Patchwork Merchant Mercenaries.
Vendertainers that brought many things to a show and are know for helping out where ever they can.
As well as being a place where the older hand made items could be found made by them and enjoyed by all.
We expanded over the years to become well known at what we do. Now we represent over 100 artisans and craftsman that are well known in their venues and some just starting out. Some of their works have been premiered in TV, stage and movies on a regular basis.
Specializing in Medieval, Goth , Stage Film, BDFSM and Practitioner.
Patchwork Merchant Mercenaries a Dept of, Ask For IT was started by artists and former military veterans, and sword fighters, representing over 100 artisans, one who made his living traveling from fair to festival vending medieval wares. The majority of his customers are re-enactors, SCAdians and the like, looking to build their kit with period clothing, feast gear, adornments, etc.

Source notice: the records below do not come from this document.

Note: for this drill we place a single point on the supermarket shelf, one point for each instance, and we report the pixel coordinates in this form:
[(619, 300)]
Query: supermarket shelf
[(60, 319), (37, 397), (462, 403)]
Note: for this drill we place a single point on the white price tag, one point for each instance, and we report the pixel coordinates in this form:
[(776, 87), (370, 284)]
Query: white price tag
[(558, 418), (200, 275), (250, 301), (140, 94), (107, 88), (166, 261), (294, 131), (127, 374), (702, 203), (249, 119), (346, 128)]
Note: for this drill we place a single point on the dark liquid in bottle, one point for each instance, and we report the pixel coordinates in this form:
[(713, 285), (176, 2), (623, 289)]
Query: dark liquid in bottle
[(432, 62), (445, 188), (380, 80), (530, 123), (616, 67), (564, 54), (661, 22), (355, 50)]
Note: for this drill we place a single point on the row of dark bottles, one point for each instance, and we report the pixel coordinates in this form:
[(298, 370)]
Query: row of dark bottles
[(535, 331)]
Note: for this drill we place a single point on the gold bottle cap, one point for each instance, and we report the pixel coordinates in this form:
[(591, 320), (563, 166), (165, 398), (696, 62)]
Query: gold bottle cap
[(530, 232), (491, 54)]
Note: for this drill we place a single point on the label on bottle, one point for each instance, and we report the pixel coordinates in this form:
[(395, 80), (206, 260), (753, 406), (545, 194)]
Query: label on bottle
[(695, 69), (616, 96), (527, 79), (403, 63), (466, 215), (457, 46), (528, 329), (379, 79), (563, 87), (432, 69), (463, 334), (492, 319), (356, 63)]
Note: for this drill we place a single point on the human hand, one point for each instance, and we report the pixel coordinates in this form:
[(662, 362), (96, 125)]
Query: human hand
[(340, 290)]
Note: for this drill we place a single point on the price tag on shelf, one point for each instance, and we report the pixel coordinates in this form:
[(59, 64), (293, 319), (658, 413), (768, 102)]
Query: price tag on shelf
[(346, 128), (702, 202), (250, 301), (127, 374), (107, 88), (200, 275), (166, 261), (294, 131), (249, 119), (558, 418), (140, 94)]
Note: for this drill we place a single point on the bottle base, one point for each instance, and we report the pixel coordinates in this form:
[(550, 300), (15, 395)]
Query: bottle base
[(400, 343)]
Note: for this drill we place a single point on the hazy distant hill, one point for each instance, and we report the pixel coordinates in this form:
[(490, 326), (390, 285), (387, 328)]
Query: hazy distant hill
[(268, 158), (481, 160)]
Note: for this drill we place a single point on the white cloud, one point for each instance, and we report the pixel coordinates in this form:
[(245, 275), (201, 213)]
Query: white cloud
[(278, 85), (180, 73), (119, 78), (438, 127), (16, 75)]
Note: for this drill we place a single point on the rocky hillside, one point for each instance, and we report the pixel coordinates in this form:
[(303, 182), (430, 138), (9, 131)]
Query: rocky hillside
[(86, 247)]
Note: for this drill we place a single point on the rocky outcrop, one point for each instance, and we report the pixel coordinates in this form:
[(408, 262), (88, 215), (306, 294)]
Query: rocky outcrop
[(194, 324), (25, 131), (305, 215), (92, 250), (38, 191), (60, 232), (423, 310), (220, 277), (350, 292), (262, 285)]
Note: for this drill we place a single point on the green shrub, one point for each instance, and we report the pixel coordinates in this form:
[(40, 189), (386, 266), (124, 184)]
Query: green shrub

Likewise, it is typical for these history-lovers to peruse the tent (aka mobile store front) and, upon finding something that pleases the eye, ask "Is this period?"
A deceitful query!! This is not a yes or no question. One must have a damn good understanding of European history (at least) from the fall of Rome to the mid-1600's to properly answer. Taking into account, also, the culture in which the querent is dressed is vitally important. You see, though it may be well within medieval period, it would be strange to see a Viking wearing a Caftan...or is it?
After a festival's time of answering weighty questions such as these, I'd sleep like a log! Only a mad man could possibly remember the place and time for each piece of kitchen ware, weaponry, cloth, and chain within a span of 1,000 years!! Surely there must be an easier way, a place where he could post all this knowledge...
Traveling Within The World is meant to be such a place. A place for all of these artists to keep in touch and directly interact with their fellow geeks and re-enactment hobbyists, their clientele.